Four sisters named after their mother’s favorite movie stars, Bette Davis, Loretta Young, Rita Hayworth and Sophia Loren along with brother Cary Grant Gabaldon come of age in this multilayered story spanning two decades. After the premature death of their mother, the Gabaldon children grew up under the tutelage of Fermina, their father’s venerable American Indian housekeeper. As the girls grow up, Fermina tells each of them that upon her death, they will receive a special gift although she never alludes to what those gifts might be.

With the ancient Fermina’s passing, the girls come to believe she has gifted them with special talents. Vivid imaginations and natural abilities lead them to fall into distinctive behaviors where Loretta is a healer, Bette is an accomplished liar, Sophia can bestow the gift of laughter and Rita has the ability to cast curses on people. As the young women grow up, they begin to wonder more about their beloved Fermina as they struggle with the burden of their “gifts”, what unfolds is journey of self-discovery.

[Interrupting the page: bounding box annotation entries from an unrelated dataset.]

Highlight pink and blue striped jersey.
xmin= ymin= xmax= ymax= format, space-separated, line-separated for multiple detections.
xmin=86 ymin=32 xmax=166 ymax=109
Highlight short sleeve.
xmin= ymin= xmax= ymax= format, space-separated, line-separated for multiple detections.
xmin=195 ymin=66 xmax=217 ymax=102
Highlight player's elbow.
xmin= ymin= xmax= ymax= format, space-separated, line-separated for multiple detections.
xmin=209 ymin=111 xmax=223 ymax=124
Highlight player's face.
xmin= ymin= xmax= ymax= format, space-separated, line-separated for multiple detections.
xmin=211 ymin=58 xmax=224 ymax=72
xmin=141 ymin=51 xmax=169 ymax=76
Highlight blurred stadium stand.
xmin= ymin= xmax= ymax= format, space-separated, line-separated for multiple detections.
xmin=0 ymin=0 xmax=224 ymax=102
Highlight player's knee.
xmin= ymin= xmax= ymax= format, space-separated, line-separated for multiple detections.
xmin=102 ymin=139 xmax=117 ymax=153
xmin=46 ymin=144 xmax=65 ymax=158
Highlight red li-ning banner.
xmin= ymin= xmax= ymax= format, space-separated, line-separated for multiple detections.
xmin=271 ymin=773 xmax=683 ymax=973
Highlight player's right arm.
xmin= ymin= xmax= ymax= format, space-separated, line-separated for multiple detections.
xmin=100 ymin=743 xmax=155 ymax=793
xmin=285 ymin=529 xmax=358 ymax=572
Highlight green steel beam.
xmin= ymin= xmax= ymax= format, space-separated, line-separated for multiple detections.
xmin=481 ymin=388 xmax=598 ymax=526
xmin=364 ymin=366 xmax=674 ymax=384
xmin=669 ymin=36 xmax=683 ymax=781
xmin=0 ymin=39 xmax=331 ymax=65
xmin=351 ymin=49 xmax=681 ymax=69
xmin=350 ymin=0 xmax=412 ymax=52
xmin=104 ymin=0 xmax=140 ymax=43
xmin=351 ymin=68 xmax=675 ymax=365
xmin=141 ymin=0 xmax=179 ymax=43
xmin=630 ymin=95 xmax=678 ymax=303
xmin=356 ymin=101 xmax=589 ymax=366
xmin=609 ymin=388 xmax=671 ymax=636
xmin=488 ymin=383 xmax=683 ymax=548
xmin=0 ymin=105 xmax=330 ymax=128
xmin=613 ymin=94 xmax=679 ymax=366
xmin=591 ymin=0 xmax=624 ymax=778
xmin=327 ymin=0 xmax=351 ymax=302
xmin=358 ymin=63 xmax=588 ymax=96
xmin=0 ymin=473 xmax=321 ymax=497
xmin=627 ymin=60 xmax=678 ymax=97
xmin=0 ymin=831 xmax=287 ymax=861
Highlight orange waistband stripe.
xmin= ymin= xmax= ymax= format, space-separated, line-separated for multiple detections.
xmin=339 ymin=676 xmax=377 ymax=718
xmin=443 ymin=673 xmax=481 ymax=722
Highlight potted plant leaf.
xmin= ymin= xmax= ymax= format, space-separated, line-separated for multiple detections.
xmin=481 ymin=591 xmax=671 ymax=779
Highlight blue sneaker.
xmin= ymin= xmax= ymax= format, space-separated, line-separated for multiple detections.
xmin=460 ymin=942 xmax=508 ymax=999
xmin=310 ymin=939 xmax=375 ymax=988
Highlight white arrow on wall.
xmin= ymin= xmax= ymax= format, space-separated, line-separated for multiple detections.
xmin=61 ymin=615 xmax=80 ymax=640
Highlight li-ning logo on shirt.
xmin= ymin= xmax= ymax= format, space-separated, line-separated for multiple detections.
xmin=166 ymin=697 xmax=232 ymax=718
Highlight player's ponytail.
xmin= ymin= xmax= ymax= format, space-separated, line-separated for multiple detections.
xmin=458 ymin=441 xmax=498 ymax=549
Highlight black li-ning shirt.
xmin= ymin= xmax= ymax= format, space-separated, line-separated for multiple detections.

Each chapter tells the story from a different sister’s perspective as they grew into adulthood in LA from the early sixties to the eighties. Lopez has created a warm, intimate view of the bonds that tie sisters together with Fermina’s remarkable life serving as a fascinating subplot. The finely nuanced Mexican American characters add an additional layer to this rich, lovingly told story.